Gleichzeitig warnt der Vizepräsident des Zentralrates der Juden in Deutschland, Abraham Lehrer, nachdrücklich vor der „Alternative für Deutschland“ (AfD). Es habe schon immer rechte Gruppierungen wie etwa die Republikaner oder Pro NRW gegeben, „aber zum ersten Mal haben wir mit der Afd eine Partei, die uns wirklich Sorgen bereitet“, sagte er am Dienstagabend in Bonn.

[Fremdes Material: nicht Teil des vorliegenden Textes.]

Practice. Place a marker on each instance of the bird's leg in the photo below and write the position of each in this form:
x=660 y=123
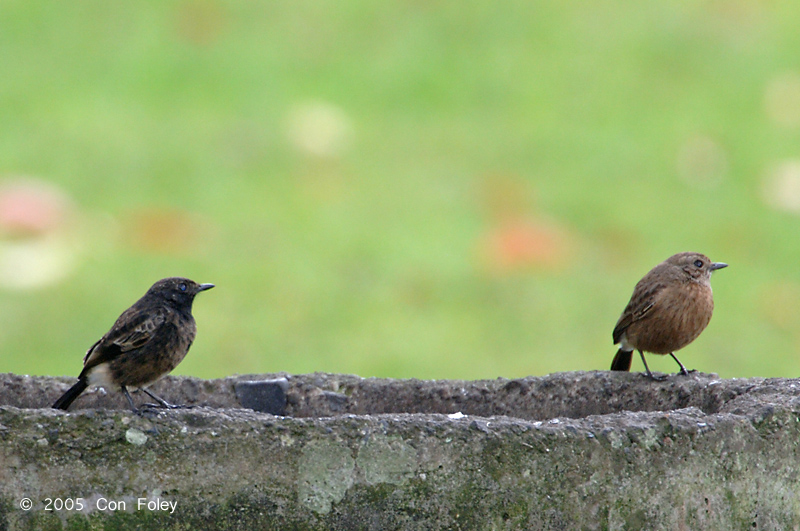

Inzwischen trauten sich Menschen mit solchen Haltungen wieder, ihre Meinung klar zu äußern. Anders als vor etwa fünf Jahren kämen antisemitische Briefe heute nicht mehr anonym, sondern mit der richtigen Adresse, sagte der 63-Jährige, dessen Eltern Überlebende des Holocaust waren. „Das hat sich ganz klar verändert, und die Afd schwimmt oben drauf.“

So hätten in einem Programmentwurf der AfD Themen wie Beschneidungsverbot und Schächtverbot gestanden, sagte Lehrer weiter. „Das bezog sich angeblich nur auf Muslime.“ Doch könne das «in fünf Minuten umgeschwenkt sein hin zu den Juden.» Daher warne er „ganz eindringlich“ vor der Partei. (KNA, iQ)

Leserkommentare

Andreas sagt:
Die AfD behauptet einen Antisemitismus, wo es eigentlich um Antizionismus geht. Das eine ist gewiss nicht besser, als das andere. Aber tatsächlich ist es auch erst einmal lediglich eine Behauptung, die in den Raum gestellt wird, wenn man den muslimischen Flüchtlingen unterstellt, für sie sei der Antisemitismus so selbstverständlich wie die Muttermilch. Zur Zeit gehen noch immer die meisten antisemitischen Straftaten von Deutschen aus, die eben keine Muslime sind. Es ist erfreulich, dass der Zentralrat der Juden in Deutschland den Betrug der AfD aufgedeckt hat, wenn letztere um jüdische Stimmen wirbt. Für Juden ist die AfD einfach nicht wählbar. Verbote, die sie gegen die Muslime fordern, treffen nicht selten auch die Juden. Man denke nur an die Beschneidung von Knaben oder das Schächten, beides religiöse Regeln, die die AfD ausdrücklich nicht nur ablehnt, sondern auch verbieten will. Leider scheint es Juden zu geben, die auf die Angstdiskussion der AfD hereinfallen und sich so islamfeindlich instrumentalisieren lassen, weil ihnen eingeredet wird, die Muslime seinen ihre natürlichen Feinde, die ihnen nach dem Leben trachten.
05.04.17
16:59
ms sagt:
Antijüdische Straftaten gehen hauptsächlich von Deutschen aus? Was für ein Unsinn. Der Vorfall in der Schule in Friedenau z.B., wo türkisch- und arabischstämmige Deutsche einen Juden über Monate beleidigt und ihn dann auch tätlich angegriffen haben, ist kein Einzelfall. Man sollte sich einfach einmal unter Moslems in Deutschland mischen und ihnen bei der Diskussion über Juden zuhören. Da gehen einem die Augen auf. Die Aussage, Juden wären alle Mörder ist noch harmlos. Dagegen sind die deutschen Rechten Waisenknaben.